As David points out, certain types of gradient fills can be relatively easy to implement.
Depending on the graphics library you are using, many filled shapes (such as rectangles, triangles and circles) are usually rasterized by the library into horizontal “scan lines” (in a loop incrementing the Y-axis position). For example, in the case of a filled circle primitive, one generally “walks” along the Y-axis range, computing the start and endpoints of the horizontal lines that intercept the circumference. If you want a vertical (top-to-bottom) gradient, you would simply compute a new fill color during each Y loop iteration.
Computing the gradient itself is easy: most people simply use a linear interpolation algorithm to blend between two RGB values (the color stops) depending on the progression along the Y axis (in the case of vertical gradients). i.e., if you are blending from blue (0x00,0x00,0xFF) to red (0xFF,0x00,0x00) on a circle that ranges from Y=0 to Y=100, the color used at Y=25 might be (0x3F,0x00,0xBF).

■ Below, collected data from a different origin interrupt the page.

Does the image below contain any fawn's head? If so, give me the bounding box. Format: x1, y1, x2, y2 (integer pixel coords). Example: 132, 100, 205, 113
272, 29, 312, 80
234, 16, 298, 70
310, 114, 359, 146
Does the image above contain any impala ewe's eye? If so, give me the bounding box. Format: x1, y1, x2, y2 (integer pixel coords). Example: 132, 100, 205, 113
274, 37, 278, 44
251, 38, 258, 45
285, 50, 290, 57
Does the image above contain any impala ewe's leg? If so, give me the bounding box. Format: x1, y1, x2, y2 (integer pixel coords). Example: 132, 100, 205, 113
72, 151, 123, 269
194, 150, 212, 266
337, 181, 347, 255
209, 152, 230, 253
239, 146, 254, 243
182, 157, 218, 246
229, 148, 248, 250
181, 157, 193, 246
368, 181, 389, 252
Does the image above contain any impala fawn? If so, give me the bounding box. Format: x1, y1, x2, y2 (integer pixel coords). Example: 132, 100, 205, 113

Vertical gradients tend to be easier simply because most graphics libraries rasterize into horizontal scan lines for efficiency (due to pixel arrangement in memory). Horizontal gradients are done in a similar same way conceptually (i.e. you would generally walk the X axis producing vertical strips of the same color). The key here with horizontal and vertical gradients is that one is often outputting lines at a time (of a single color), enabling relatively fast rendering. The moment you start to use arbitrary-angled gradients, it is no longer straightforward to output strips of pixels with the same pixel value — which usually means per-pixel rendering instead of line-based rendering (with impact on performance since a color computation is now performed for every pixel).

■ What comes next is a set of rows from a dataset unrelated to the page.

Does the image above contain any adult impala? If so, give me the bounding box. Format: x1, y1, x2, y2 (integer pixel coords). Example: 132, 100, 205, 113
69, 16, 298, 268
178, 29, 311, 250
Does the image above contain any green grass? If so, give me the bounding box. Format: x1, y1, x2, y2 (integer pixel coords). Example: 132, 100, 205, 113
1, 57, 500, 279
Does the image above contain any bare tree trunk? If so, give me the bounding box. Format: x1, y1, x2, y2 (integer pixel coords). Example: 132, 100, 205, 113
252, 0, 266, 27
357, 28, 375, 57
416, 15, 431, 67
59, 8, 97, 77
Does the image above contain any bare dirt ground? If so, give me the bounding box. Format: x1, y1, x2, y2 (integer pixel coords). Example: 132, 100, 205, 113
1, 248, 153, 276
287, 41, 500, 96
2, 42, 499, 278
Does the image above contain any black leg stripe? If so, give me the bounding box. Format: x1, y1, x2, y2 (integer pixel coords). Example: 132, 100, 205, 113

Once you have the basic gradient blend, you might want to explore non-linear gradients or piece-wise linear gradients. For example, to create gradient buttons in my GUI library, it was a simple matter to define a gradient with 3 color stops (the start, midpoint and end), with a position (%) for the midpoint. This way, one can create an effect where the shape has a gradual gradient progression that then accelerates to a different color at the bottom, for example.